Quels sont les contraceptifs concernés par ce risque de tumeur pouvant se développer au niveau des méninges (enveloppes) du cerveau ? Des pilules principalement, mais pas seulement. Sur son site, l'ANSM donne également le nom d'implants contraceptifs et d'anneaux vaginaux à risque. Voici le nom des traitements pouvant entraîner un méningiome :
- Pilules à base de désogestrel 75μg seul : Antigone®, Cerazette®, Elfasette®, Optimizette®, et autres génériques des laboratoires Biogaran, Cristers et Sandoz
- Pilules combinées désogestrel 150 μg / éthinylestradiol : Desobel®, Mercilon®, Varnoline® et Varnoline continu®, et autres génériques des laboratoires Biogaran, EG labo, Viatris
- Implant contraceptif sous-cutané : Nexplanon®
- Anneau vaginal à base de désogestrel et éthinylestradiol : Nuvaring®, Etoring® et générique du laboratoire Viatris.
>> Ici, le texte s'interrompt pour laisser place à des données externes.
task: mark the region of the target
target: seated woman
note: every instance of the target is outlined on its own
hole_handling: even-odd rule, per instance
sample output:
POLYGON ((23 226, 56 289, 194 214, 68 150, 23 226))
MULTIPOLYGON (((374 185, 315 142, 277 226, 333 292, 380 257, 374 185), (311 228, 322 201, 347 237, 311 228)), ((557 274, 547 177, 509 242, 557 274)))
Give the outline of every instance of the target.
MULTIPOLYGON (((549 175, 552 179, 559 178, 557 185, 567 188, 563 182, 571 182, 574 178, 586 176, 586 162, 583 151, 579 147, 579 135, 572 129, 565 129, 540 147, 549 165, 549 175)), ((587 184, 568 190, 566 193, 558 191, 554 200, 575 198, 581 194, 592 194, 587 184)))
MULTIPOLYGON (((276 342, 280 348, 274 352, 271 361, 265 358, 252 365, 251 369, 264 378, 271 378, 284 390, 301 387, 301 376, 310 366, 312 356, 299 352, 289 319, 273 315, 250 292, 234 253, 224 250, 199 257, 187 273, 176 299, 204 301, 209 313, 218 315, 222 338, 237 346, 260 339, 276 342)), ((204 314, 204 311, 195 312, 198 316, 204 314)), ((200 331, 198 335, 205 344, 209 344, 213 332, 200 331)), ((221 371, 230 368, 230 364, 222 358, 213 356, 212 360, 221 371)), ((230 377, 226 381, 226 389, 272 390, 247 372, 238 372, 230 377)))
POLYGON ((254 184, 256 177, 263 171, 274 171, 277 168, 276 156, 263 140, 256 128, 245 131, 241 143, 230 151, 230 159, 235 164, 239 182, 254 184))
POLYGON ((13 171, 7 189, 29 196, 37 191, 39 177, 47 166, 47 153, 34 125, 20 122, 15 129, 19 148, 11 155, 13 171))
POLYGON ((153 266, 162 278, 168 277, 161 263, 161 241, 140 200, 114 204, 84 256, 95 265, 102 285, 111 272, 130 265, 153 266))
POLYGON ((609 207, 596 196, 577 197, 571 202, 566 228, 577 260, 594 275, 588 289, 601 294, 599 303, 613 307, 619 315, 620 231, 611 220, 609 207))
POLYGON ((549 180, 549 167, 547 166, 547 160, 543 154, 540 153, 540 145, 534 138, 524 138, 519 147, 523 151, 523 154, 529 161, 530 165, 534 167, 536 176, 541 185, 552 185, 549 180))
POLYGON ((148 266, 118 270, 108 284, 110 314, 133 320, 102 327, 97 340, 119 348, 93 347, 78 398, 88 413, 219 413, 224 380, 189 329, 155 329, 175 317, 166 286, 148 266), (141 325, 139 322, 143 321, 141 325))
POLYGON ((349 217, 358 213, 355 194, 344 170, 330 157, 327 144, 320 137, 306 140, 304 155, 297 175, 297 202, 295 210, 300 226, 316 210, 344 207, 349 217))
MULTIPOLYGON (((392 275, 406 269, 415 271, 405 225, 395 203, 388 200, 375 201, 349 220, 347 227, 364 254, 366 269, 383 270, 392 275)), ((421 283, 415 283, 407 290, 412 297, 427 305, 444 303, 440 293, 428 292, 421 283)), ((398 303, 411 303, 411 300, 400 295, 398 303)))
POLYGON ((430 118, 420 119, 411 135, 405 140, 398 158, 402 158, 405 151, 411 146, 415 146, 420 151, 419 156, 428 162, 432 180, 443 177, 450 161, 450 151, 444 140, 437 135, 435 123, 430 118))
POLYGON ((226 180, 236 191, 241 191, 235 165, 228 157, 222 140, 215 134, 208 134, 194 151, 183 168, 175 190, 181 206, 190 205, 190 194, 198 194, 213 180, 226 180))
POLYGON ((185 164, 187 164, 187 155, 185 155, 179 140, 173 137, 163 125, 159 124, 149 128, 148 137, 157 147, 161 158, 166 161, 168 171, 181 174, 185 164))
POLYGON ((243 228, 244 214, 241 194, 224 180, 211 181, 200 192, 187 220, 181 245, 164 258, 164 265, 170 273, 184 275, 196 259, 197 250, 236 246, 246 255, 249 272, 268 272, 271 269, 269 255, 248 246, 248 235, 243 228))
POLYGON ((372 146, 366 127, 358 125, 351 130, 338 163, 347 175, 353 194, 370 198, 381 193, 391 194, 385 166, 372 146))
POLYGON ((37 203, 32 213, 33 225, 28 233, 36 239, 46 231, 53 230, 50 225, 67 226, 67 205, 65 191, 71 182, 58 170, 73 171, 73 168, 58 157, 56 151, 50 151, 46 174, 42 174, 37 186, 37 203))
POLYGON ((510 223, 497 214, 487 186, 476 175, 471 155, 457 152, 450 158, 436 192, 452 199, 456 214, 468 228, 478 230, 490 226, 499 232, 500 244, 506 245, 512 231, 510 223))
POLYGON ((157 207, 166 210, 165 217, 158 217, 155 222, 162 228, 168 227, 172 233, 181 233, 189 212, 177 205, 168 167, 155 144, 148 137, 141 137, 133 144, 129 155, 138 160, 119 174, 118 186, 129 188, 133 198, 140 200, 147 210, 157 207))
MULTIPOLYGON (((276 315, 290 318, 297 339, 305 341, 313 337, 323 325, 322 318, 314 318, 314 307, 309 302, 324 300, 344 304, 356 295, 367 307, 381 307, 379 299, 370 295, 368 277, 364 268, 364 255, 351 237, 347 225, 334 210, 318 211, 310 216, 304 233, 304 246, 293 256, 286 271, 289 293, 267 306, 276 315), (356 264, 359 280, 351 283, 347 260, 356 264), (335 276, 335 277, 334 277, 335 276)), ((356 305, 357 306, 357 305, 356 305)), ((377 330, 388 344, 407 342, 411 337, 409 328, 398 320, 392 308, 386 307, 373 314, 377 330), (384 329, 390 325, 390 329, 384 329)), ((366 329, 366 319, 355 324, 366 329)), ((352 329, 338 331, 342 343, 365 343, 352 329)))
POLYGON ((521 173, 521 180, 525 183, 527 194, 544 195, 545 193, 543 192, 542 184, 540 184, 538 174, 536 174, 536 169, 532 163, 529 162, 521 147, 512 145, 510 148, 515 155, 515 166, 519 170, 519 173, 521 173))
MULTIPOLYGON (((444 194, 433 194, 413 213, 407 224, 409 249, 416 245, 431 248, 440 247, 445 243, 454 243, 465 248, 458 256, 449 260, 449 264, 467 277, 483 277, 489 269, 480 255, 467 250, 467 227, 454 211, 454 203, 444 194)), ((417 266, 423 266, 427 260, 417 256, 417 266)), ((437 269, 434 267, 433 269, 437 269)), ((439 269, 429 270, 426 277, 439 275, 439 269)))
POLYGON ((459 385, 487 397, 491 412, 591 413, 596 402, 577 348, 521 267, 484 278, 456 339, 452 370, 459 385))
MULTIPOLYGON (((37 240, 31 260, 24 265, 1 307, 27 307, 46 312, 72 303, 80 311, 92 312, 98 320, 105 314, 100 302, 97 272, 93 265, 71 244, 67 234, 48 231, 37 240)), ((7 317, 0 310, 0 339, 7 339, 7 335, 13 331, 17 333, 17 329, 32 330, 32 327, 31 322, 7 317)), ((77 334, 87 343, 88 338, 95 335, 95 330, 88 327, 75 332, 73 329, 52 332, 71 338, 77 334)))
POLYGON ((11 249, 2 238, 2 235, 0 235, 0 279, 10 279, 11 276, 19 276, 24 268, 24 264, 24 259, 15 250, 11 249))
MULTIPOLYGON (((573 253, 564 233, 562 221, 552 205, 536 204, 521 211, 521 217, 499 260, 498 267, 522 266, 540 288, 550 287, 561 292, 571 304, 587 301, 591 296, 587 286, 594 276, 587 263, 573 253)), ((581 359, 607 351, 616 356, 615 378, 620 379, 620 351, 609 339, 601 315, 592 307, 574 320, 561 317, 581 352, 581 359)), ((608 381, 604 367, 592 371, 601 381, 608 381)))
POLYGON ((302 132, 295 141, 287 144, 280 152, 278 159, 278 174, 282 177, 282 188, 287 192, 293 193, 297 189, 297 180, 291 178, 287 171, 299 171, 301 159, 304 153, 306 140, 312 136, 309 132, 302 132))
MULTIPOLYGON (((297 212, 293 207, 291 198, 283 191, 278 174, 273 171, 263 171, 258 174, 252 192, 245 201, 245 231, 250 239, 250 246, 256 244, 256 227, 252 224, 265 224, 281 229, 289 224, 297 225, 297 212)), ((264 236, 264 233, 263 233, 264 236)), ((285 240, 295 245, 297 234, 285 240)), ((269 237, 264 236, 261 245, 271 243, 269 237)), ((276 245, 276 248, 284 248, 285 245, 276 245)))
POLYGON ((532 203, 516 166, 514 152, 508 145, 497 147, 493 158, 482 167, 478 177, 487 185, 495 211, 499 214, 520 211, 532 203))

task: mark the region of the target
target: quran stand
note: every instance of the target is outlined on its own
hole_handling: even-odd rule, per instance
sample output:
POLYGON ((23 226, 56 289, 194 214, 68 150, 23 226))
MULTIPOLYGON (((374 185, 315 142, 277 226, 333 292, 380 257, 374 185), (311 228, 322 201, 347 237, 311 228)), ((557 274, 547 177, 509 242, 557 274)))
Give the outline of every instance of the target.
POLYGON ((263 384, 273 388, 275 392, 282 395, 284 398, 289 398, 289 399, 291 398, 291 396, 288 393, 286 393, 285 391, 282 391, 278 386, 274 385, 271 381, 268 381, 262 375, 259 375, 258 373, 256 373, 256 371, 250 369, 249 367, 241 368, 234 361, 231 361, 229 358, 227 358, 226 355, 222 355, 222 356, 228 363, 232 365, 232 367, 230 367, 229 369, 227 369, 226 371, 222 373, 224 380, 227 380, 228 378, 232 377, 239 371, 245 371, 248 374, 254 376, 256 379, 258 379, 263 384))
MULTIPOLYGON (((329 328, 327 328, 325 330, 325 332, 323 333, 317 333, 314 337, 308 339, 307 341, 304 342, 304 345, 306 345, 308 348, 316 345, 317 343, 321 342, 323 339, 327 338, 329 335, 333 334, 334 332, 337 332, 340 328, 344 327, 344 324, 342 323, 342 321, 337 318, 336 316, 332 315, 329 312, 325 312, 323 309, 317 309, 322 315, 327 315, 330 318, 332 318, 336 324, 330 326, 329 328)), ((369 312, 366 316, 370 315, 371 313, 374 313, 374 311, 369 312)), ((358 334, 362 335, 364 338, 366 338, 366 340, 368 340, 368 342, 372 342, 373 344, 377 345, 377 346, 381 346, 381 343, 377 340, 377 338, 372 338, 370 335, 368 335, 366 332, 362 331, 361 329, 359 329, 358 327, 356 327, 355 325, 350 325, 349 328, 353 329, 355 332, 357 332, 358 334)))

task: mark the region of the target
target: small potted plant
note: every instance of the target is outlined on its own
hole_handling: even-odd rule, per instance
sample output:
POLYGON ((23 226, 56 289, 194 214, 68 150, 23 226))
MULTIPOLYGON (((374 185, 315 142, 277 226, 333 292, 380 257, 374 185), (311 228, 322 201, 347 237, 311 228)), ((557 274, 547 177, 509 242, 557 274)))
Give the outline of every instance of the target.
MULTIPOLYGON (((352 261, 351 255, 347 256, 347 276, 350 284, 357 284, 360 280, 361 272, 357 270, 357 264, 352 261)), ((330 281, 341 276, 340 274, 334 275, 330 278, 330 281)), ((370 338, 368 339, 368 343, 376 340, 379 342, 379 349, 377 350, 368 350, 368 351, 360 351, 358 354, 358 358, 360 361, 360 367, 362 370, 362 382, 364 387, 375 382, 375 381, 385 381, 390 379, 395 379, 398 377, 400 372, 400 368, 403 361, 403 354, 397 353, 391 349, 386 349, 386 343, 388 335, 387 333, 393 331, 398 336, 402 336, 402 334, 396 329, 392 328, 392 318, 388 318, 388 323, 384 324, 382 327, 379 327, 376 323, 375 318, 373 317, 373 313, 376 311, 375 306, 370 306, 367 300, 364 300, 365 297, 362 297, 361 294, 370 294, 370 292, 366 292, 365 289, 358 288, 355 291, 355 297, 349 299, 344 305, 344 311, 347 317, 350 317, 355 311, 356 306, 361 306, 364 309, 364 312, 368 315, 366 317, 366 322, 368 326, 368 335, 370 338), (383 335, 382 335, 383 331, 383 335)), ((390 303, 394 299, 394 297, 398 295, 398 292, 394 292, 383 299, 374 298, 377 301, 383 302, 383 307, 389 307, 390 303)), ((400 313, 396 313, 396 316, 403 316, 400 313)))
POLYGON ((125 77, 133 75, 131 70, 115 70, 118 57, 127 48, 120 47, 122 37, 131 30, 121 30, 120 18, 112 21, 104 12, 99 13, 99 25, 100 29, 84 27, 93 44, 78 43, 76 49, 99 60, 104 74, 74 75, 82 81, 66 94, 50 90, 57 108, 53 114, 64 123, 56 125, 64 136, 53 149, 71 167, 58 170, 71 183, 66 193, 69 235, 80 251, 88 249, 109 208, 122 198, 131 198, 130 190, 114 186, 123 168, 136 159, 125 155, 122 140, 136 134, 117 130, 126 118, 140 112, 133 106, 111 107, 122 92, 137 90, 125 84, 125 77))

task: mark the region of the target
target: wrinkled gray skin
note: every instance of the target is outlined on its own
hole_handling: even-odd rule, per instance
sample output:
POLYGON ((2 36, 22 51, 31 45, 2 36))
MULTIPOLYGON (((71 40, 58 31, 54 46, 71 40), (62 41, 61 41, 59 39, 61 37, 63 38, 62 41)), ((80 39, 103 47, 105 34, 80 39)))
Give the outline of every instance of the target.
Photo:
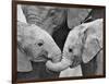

"Le risque de développer un méningiome avec l'utilisation de contraceptifs à base de désogestrel ou d'étonogestrel est très faible. La très grande majorité des femmes qui prennent du désogestrel n'en développeront pas" rassure l'ANSM. Par ailleurs, le risque de méningiome s'annulerait un an après l'arrêt des traitements.